Our approach is inclusive, practical and pragmatic and, wherever possible, we work towards mutually agreeable solutions that meet the needs of all stakeholders and maximise the financial return.
We’ll work with you fairly and professionally – contact one of our experts now for further advice on the liquidation process.
Where the directors and shareholders of a company have identified that the business is insolvent and has no prospect of recovery, the orderly winding up of its affairs is required. The process is very simply and normally involves shareholders signing a written resolution appointing liquidators.
In most cases we charge no up-front fees.
Court Appointed Liquidations
This is where a creditor applies to the High Court to have the company placed into liquidation. In this scenario, the creditor, not the shareholders, decides who is to be appointed liquidator.

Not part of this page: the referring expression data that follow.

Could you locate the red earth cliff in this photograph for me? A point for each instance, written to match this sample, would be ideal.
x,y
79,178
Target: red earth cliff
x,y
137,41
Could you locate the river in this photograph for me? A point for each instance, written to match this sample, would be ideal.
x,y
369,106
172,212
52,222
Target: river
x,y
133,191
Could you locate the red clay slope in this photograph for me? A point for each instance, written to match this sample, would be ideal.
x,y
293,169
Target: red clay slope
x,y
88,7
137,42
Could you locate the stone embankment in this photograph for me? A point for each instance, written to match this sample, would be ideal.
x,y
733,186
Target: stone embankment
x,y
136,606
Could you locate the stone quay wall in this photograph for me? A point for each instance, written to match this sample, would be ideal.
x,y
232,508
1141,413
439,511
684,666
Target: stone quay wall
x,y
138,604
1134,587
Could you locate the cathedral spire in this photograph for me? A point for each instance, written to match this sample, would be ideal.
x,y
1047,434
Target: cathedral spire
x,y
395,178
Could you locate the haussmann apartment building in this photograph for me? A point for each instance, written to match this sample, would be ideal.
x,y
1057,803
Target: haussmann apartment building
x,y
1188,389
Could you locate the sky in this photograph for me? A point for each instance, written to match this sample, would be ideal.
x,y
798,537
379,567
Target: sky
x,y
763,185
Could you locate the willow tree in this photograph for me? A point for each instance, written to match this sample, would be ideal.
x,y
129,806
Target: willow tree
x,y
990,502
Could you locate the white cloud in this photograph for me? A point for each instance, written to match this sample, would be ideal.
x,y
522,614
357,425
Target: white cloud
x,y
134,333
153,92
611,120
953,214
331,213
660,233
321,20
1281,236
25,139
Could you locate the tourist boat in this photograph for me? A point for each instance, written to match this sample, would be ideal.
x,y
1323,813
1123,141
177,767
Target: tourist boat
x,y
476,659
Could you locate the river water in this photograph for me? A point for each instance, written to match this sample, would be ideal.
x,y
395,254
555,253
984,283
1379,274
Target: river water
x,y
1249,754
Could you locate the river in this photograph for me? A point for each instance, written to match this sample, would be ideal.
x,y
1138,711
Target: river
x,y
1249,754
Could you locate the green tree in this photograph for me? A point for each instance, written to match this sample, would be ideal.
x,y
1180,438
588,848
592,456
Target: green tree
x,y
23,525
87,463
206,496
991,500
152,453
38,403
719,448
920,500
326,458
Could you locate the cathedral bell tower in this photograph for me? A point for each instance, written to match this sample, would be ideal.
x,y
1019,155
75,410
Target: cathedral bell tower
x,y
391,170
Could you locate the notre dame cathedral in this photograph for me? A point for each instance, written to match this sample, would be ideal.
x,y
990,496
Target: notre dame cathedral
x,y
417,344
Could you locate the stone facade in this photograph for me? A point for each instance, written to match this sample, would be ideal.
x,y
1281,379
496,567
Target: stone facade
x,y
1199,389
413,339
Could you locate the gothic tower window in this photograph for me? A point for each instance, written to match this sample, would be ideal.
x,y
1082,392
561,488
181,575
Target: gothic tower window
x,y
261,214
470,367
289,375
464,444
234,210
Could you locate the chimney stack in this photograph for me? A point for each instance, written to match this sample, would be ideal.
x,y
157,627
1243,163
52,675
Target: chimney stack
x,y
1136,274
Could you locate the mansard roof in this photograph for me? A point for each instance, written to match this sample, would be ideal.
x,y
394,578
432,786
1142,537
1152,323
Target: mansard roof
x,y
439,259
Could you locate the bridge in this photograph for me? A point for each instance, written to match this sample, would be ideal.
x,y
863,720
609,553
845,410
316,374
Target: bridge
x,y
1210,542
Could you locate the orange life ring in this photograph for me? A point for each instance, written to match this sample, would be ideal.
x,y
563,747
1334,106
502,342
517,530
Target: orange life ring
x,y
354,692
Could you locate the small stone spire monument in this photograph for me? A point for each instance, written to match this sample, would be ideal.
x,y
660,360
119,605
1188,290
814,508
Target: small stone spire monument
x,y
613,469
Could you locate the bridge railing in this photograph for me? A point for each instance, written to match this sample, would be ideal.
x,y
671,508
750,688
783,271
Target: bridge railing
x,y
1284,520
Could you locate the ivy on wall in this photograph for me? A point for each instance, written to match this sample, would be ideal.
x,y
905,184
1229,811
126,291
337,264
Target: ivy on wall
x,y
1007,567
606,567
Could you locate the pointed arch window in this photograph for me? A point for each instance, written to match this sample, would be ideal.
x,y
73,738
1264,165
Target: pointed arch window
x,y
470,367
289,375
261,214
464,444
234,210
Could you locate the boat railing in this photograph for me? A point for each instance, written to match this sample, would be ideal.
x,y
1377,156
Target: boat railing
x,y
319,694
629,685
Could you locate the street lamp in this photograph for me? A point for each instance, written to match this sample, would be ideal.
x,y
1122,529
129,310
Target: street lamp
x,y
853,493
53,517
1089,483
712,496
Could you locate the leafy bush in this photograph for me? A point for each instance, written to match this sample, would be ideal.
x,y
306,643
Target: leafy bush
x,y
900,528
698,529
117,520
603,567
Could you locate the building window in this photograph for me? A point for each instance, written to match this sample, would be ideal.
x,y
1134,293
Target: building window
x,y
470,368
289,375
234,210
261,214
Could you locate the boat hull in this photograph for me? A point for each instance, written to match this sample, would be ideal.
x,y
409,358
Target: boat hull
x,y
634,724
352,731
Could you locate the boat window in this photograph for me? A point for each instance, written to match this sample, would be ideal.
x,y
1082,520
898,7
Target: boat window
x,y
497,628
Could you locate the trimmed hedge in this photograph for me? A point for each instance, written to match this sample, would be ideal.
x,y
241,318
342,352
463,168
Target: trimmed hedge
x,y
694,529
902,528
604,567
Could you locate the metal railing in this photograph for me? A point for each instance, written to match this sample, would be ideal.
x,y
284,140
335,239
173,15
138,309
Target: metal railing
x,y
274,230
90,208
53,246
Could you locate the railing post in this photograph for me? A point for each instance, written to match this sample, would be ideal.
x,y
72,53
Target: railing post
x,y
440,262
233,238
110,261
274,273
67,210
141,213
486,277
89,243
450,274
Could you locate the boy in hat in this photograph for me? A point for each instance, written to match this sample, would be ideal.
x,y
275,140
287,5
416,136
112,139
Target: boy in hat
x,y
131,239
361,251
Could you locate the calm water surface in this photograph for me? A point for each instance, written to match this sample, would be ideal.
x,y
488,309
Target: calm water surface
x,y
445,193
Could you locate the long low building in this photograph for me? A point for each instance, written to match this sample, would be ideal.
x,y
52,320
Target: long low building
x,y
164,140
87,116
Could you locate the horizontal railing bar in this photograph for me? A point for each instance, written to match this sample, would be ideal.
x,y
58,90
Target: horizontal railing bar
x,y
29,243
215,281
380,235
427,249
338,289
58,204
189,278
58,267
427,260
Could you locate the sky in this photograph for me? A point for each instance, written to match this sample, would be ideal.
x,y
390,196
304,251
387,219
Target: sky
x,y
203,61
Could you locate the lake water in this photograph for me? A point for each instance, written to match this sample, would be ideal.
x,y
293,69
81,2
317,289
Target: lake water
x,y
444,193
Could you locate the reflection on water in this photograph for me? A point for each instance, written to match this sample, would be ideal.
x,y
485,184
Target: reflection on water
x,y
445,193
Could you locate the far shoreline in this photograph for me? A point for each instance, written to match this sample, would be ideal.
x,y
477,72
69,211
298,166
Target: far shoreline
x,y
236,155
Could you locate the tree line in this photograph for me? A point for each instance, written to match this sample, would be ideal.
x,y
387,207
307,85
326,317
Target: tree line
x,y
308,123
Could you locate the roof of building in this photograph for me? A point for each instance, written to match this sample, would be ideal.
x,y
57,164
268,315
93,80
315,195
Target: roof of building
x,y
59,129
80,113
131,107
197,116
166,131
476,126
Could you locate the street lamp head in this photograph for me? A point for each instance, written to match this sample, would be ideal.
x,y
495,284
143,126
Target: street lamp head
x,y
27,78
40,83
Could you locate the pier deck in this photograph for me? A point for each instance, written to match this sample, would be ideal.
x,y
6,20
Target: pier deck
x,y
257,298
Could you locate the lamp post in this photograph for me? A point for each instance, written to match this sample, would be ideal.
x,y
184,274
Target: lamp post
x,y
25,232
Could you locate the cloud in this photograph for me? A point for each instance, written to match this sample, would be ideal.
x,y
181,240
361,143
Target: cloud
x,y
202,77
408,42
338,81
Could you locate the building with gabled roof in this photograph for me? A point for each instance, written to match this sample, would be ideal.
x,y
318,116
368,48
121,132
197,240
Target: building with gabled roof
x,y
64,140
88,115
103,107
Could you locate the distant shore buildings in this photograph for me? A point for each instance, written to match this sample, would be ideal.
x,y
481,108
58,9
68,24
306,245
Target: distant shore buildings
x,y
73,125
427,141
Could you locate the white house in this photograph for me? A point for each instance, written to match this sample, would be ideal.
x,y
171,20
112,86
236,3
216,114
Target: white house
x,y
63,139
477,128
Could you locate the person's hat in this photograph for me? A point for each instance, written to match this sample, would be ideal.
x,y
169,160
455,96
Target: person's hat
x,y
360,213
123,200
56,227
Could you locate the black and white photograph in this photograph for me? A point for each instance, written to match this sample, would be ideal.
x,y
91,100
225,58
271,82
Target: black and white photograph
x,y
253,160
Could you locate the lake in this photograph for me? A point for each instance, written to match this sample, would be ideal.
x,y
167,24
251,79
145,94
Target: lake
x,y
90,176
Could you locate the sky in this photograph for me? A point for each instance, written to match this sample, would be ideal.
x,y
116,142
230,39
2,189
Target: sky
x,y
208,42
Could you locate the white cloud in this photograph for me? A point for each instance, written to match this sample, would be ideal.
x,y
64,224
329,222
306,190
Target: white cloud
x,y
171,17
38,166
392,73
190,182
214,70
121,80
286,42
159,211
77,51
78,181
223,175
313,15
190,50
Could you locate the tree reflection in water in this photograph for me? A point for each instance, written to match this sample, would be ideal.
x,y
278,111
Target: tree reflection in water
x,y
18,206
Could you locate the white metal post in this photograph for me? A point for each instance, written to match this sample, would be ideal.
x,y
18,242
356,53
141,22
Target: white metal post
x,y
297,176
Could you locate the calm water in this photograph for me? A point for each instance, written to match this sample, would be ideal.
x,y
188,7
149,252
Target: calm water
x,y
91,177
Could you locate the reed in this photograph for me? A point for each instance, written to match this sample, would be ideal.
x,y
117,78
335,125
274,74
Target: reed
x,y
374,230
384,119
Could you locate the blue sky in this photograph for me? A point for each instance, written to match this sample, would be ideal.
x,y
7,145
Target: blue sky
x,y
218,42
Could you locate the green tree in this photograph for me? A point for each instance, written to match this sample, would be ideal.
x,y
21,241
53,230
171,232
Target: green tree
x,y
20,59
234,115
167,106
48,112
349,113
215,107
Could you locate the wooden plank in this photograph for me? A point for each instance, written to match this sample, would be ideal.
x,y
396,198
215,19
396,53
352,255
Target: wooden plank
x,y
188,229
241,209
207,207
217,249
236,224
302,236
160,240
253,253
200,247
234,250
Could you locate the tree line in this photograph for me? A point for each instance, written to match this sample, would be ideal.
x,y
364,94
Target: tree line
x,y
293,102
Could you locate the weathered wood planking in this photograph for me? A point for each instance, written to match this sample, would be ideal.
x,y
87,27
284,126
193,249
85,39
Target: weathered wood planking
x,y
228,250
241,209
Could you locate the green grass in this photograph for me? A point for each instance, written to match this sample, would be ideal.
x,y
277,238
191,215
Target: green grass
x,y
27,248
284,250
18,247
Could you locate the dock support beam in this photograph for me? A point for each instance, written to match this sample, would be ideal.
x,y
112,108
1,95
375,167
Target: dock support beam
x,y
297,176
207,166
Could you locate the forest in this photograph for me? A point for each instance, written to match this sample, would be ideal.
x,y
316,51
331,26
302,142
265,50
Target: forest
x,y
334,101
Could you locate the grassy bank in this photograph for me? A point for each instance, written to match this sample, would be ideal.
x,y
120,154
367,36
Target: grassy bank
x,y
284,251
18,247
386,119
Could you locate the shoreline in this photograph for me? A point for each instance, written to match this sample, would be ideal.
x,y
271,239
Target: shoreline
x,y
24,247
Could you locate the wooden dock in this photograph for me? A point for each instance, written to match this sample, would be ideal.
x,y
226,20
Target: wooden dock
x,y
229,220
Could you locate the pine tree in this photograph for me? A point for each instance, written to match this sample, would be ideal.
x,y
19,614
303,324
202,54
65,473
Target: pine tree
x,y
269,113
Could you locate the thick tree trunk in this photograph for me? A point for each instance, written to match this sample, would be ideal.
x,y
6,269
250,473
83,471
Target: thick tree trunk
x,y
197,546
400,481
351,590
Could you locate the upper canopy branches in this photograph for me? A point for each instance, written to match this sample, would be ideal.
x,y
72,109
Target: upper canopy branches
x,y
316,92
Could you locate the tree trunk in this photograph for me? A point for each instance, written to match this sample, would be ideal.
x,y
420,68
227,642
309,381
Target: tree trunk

Shareholders may voluntarily place a company into liquidation within 10 working days after the liquidation application is served upon the company.
Liquidation warning signs
It you receive a statutory demand from a creditor, contact one of our experts. We can help you resolve the situation and discuss alternatives to liquidation.
The liquidation process
The principal duty of a liquidator is to take possession of, protect, realise and distribute the assets of the company in liquidation to its creditors and, if there is a surplus, to its shareholders.
We are licensed insolvency practitioners who have specialist experience in most industries, and in working with all stakeholders to maximise the financial return to creditors and shareholders.
When the liquidation is complete, the liquidator will take steps to have the company struck off the Register of Companies.
Be aware that if an insolvent company is struck off the Register of Companies without having previously been through a formal liquidation process, it is relatively simple for a creditor to apply to the Court to have the company reinstated and placed into liquidation.